13. The method according to claim 11, wherein the polymer material is formed by dispersing an oligomer material in the oxide particle layer, and forming the polymer material in the particle layer by polymerization.

14. The method according to claim 11, wherein the blocking layer is formed by spin coating metal oxide precursor or metal oxide nanoparticle solution on a transparent conductive substrate, and the metal oxide nanoparticle layer is formed by applying metal oxide paste on the blocking layer and heating.

15. The method according to claim 14, wherein the heating is conducted at a temperature of from 400 to 550° C. for 10 to 120 minutes.

16. The method according to claim 11, wherein the method further comprises:

applying a nanoparticle paste on the platinum (Pt) layer of the counter electrode and heating it to form a metal oxide nanoparticle layer;

absorbing the first dye into the metal oxide nanoparticle layer;

forming the polymer material in the metal oxide nanoparticle layer to which the first dye is absorbed;

reabsorbing the second dye on the desorbed part; and

removing the polymer material after absorption of the second dye to prepare a counter electrode comprising at least two kinds of dye layers having different wavelengths.
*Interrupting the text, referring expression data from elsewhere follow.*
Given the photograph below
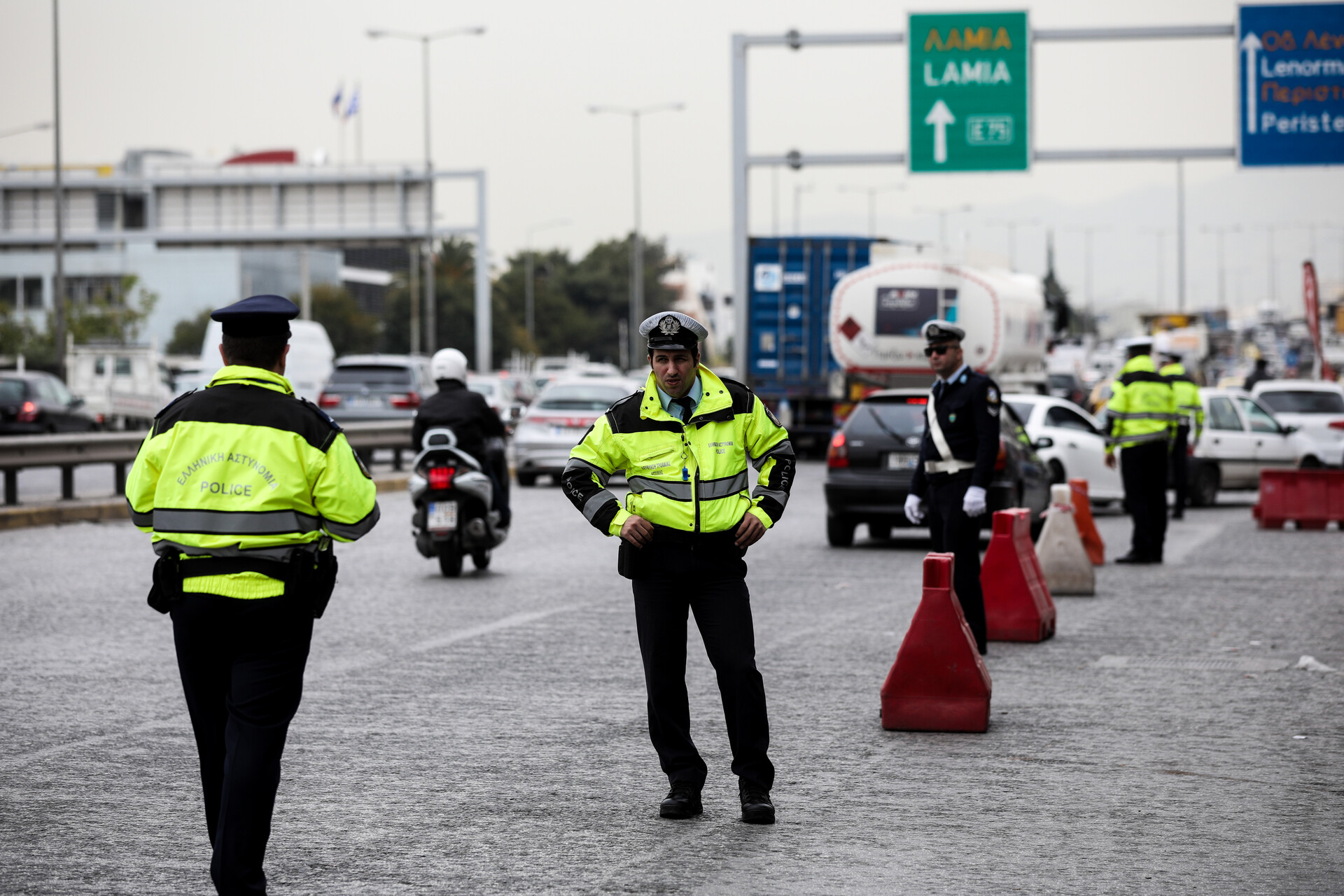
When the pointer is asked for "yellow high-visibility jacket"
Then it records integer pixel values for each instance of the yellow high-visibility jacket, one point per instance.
(245, 469)
(1142, 407)
(1187, 397)
(689, 476)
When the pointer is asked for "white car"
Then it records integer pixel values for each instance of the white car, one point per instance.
(558, 419)
(1070, 442)
(1241, 438)
(1317, 412)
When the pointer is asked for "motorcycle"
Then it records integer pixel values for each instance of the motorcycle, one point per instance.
(454, 500)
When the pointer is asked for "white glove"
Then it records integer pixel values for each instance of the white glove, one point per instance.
(974, 501)
(914, 510)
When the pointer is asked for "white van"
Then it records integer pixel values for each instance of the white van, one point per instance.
(309, 362)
17. The method according to claim 16, wherein additional dye layers are formed by one or more times conducting:

18. The method according to claim 16, wherein the heating is conducted at a temperature of from 400 to 550° C. for 10 to 120 minutes.

19. The method according to claim 16, wherein the polymer material is formed by dispersing an oligomer material in the oxide particle layer, and forming the polymer material in the particle layer by polymerization.